During a 105-day stretch of “spaceflight”, researchers reduced salt intake from 12 grams a day to 9 grams, and then to 6 grams, keeping each level constant for 29 days at a time. During the 205-day phase of Mars500, researchers conducted the same experiment—plus one more stage at the end, where subjects went from eating 6 grams of salt a day to consuming the original 12 grams a day. Meanwhile, subjects measured how much liquid they consumed and collected daily urine samples.

If salt made the 10 subjects thirstier, you’d think they’d drink more. But their records show that they actually drank less water as their salt intake went up. At the same time, they peed more, and had more salt in their urine. But their urine was also more concentrated, suggesting that the body was holding onto more water than usual.

A diet high in salt is typically associated with an increase in fluid intake. That’s why health authorities have suggested that diets high in salt—like diets rich in processed foods—might actually be contributing to the obesity academic by pushing us to drink more sugary and caloric beverages like soda. But that perspective was based mainly on after-the-fact survey data, not direct observation.

To understand the surprising results of the Mars500 study, the researchers turned to mice. They broke the mice into three groups—one fed a low sodium diet with tap water, the second fed a high sodium diet with tap water, and the third fed a high sodium diet with a saline solution—for four consecutive weeks. The studies in mice suggested that urea, which the body produces to get rid of nitrogen, was accumulating in the kidneys, counteracting the water-attracting force of salt. But making urea is energy intensive, which could explain another surprising finding: while the mice on a salty diet didn’t drink more, they did eat more. Perhaps their bodies were looking for urea-making fuel.
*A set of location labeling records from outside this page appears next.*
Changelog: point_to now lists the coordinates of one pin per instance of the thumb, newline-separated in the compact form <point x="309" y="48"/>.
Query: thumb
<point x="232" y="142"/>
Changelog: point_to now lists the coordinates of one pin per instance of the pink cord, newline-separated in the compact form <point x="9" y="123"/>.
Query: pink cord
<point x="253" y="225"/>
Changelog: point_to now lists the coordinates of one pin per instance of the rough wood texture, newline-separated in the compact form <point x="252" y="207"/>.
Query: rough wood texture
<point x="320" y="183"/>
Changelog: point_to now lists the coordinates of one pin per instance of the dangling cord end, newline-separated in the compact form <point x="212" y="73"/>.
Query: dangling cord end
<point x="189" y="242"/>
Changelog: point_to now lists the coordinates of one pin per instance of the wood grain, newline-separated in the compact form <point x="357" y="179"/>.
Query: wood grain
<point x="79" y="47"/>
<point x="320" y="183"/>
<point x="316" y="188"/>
It’s important to note that a study on mice can’t necessarily answer questions about men. And a study of 10 men can’t necessarily answer questions about all men—let alone all humans. While women have expressed interest in going to Mars, neither the 105-day segment nor the 205-day segment of the Mars500 project included women. Similarly, all of the mice in the subjects were male.

But the study does suggest that urea—long considered a mere waste byproduct—could actually perform the function of helping our bodies dispose of salt while holding onto water. Clearly this is one area of nutrition that warrants further investigation. But in the meantime, you probably shouldn’t use it as an excuse to chase your salty potato chips with more potato chips—there’s no harm in drinking a glass of water or two instead.